Aall of us nice guys have either asked or been given advice about women… from another woman “friend.”
There we are talking about the typical loser she is dating.
She gets everything off her chest on you and of course the talk switches on us to distract her from her own relationship problem and says,
“So ….What about you? How come you don’t have a girlfriend? Are you seeing anyone new I don’t know about? “
We answer discreetly to evade the upcoming questions on our minuscule dating life and to avoid the next most commonly given advice from a girl who is “just a friend” ( who we want probably want )
“You’re such a nice guy. I know you’ll find someone soon. I think you should just get out more often. What about…”
On comes the random list of single girls we wouldn’t want to date EVER!!!
There’s some definite issues here and if we’re to get ( and take ) advice in this situation we must remember to ask a few questions:
Are we attracted to her?
How in touch with herself is she?
Will she answer in a way which is more designed to keep us away from her? You know, something which won’t lead us on.

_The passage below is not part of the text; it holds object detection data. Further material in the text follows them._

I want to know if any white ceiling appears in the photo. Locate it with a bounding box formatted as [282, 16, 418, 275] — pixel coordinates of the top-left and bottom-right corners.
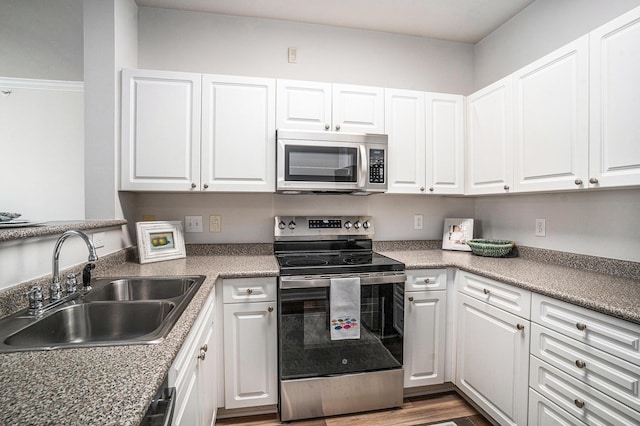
[136, 0, 534, 43]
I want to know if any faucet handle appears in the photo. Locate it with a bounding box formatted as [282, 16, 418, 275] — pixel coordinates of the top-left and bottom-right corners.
[26, 286, 44, 315]
[67, 273, 79, 294]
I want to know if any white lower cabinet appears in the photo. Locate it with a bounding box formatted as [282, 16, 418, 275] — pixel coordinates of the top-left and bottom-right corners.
[404, 269, 447, 388]
[455, 273, 530, 426]
[223, 278, 278, 409]
[169, 291, 217, 426]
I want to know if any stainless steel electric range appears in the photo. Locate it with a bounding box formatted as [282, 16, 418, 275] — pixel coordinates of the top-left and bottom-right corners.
[274, 216, 406, 421]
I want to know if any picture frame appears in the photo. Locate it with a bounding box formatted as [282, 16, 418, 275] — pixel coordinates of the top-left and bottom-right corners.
[136, 221, 187, 264]
[442, 218, 473, 251]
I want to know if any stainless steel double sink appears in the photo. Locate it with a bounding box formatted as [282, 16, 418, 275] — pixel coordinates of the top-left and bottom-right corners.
[0, 275, 206, 352]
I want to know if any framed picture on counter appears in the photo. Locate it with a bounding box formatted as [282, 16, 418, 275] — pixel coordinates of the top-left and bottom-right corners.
[442, 218, 473, 251]
[136, 221, 187, 263]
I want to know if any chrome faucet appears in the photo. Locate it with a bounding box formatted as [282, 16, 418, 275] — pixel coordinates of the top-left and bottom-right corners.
[49, 230, 98, 302]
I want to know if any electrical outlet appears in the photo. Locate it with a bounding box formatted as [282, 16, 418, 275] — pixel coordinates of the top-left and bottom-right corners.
[93, 232, 104, 248]
[413, 214, 424, 229]
[184, 216, 202, 232]
[209, 215, 222, 232]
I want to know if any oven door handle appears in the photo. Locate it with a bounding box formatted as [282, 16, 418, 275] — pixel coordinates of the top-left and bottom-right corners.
[280, 272, 407, 289]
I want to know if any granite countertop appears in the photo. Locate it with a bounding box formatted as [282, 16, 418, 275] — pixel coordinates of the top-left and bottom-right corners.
[0, 244, 640, 425]
[0, 250, 278, 425]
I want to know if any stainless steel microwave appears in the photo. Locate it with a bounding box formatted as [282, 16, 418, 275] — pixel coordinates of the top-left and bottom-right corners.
[276, 130, 388, 195]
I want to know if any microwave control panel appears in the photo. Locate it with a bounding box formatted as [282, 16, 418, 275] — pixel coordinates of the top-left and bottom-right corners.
[369, 149, 384, 183]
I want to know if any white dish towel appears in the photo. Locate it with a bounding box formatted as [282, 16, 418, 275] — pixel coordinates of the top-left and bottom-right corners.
[329, 277, 360, 340]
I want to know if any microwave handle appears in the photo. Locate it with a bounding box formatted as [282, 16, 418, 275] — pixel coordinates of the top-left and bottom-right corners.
[358, 145, 369, 188]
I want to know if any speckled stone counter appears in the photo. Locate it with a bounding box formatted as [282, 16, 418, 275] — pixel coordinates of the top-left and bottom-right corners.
[0, 248, 278, 425]
[378, 247, 640, 323]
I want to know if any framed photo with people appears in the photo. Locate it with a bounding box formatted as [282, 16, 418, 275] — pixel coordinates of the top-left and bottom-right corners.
[442, 218, 473, 251]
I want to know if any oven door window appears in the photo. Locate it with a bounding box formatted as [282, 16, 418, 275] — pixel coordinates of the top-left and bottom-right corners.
[279, 284, 403, 380]
[284, 145, 358, 183]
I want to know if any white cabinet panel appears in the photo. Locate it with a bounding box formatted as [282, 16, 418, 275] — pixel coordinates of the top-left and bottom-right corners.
[466, 76, 513, 194]
[426, 93, 465, 194]
[585, 8, 640, 187]
[120, 69, 201, 191]
[385, 89, 425, 194]
[202, 75, 275, 192]
[404, 291, 447, 388]
[513, 36, 589, 191]
[456, 293, 530, 426]
[276, 79, 332, 130]
[332, 84, 384, 133]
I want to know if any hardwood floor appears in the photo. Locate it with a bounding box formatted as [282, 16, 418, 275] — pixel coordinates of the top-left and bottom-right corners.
[216, 393, 491, 426]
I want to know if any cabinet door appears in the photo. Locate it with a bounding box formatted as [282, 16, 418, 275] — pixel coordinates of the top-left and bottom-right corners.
[332, 84, 384, 133]
[466, 76, 513, 194]
[224, 302, 278, 409]
[120, 69, 201, 191]
[202, 75, 276, 192]
[426, 93, 464, 194]
[276, 80, 332, 130]
[513, 36, 589, 192]
[456, 293, 530, 426]
[585, 8, 640, 187]
[385, 89, 425, 194]
[404, 291, 447, 388]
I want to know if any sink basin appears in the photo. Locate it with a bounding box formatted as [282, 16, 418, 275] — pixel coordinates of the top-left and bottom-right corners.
[0, 275, 206, 353]
[84, 277, 196, 302]
[4, 302, 175, 348]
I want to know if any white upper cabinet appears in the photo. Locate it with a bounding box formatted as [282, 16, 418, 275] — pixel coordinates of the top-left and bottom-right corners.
[120, 69, 201, 191]
[585, 8, 640, 187]
[276, 80, 331, 130]
[202, 75, 276, 192]
[426, 93, 465, 194]
[466, 76, 513, 194]
[276, 80, 384, 133]
[385, 89, 426, 194]
[513, 36, 589, 192]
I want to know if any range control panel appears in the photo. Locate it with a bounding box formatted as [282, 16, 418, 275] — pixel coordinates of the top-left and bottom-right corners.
[274, 216, 374, 240]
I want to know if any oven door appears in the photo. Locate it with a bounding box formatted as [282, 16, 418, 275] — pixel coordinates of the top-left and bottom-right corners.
[278, 280, 404, 380]
[277, 140, 367, 192]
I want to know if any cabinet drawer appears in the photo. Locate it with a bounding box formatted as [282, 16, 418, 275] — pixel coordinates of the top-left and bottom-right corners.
[529, 356, 640, 425]
[531, 323, 640, 411]
[457, 271, 531, 319]
[531, 294, 640, 365]
[529, 389, 587, 426]
[222, 277, 277, 303]
[404, 269, 447, 291]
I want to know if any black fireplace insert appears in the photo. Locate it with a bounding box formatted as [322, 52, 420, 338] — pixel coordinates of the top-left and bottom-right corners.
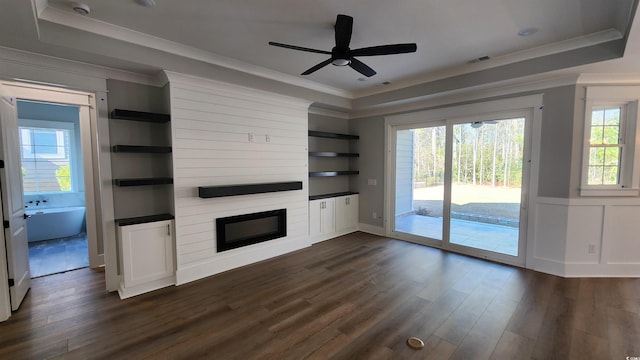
[216, 209, 287, 252]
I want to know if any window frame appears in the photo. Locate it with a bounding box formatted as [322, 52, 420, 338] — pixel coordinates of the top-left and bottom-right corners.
[580, 86, 640, 196]
[18, 119, 81, 195]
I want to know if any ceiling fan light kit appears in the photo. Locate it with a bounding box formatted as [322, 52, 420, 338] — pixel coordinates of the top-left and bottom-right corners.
[269, 14, 417, 77]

Whenever we seek advice from a woman about attraction her answers will most likely be centered around the issues I mentioned above.
How we take that advice changes depending on where we are.
If we don’t understand women we will certainly fail in interpreting her real advice behind.
As men we’re more opt to search for the logic behind her answers but as a woman she’s giving advice based on her emotions.
Men think, communicate and function one way and women another way. Men are direct, to the point and have no secret meaning behind their words and actions. This is how they function in every aspect of their lives.
Men speak with their words.
Women on the other hand speak with their bodies. Women are testers, analyzers and observers, which can be misunderstood, by men, as manipulating or just plain crazy. This type of communication can be very confusing for men.
I am going to break it down for you so that the next time you encounter “female communication” you can understand every word her body is saying.
Don’t ever trust the WORDS a woman says.
You might be surprised to learn that WAS advice from a woman.
But not just some ordinary woman friend.
She IS in touch with own attractions.
You CAN ask her advice and get real answers which should help BUT…
When it comes to women you want OR are attracted to OR who don’t do this shit for a living, you’re going to run into problems in interpreting what she means.
We might take what she’s saying as a blueprint on what to do based on what it would take to have her.
Which is a HUGE problem and rarely if ever works.
Interpretation is key.
Interpret all you want, logically deduce everything she says, but it won’t get you far.
Her actions are not only important but the best source of what she’s feeling and that’s how woman will feel attraction.
Look at this simple example.
You’re out to lunch and you notice she is checking some guy out so you ask,
“What is it about him you like?”
“I don’t know. He’s just hot.”
Then you ask,
“Okay then. What part of his body turns you on the most?”
She states, but not in a very sure way,
“His eyes. Yeah I think that’s it. They’re so deep.”
OKAY we can interpret from this… Women are generally attracted a guys eyes.
Which might help a little but not really going to help us, is it?
BUT if we follow up with,
“Tell me exactly what you felt when you noticed his eyes.”
This is where the real stuff finally comes out,
“Curiosity. Almost like a cat. I’m curious… but cautious.”
The key is to always ask her exactly what she felt or is feeling based on what she told you already.
You can use that and get some pretty sound advice BUT if you want the real thing…
Her actions are far more important.
How she responds to certain men are by far the most important thing.
You want advice from a woman about attraction – pay close attention to how she acts and responds to specific ways in how guys ACT around her.
Oh she don’t normally fall for the flirty types… then why does she smile more, tease him back, turn a little red, appear a little uneasy or unsure about himself when this average looking but confident guy starts flirting with her?
Oh she’s not “typical,” she would never date a bad boy… then why does she fight back, get a little angry at him, pout when he acts out of line, accuse him of being a player, ask her friends about him, when she meets the “bad boy” who is good at always getting one up on her?
It’s because BOTH those guys are triggering an emotional response and she is feeling SOMETHING.
That’s is where the real advice is. That’s the unbeatable way to understand how attraction works for him.
If you want “dating advice” from a woman – go ahead and ask.
When it comes to teaching you how style works, what your apartment should be like to help you better get laid, where some cool places are to take your dates, or “current” trends another woman might be interested in talking about, ask away AND listen.
Sure you can follow up on “why” or the “how does it feel” because you’ll dig beeper.
But I must insist her “attraction” won’t always be logical to her and therefore logical to us and could easily lead us astray. It did for me.
Interpret to what she responds to or how she acts around what a guy is doing and don’t bother asking her about it.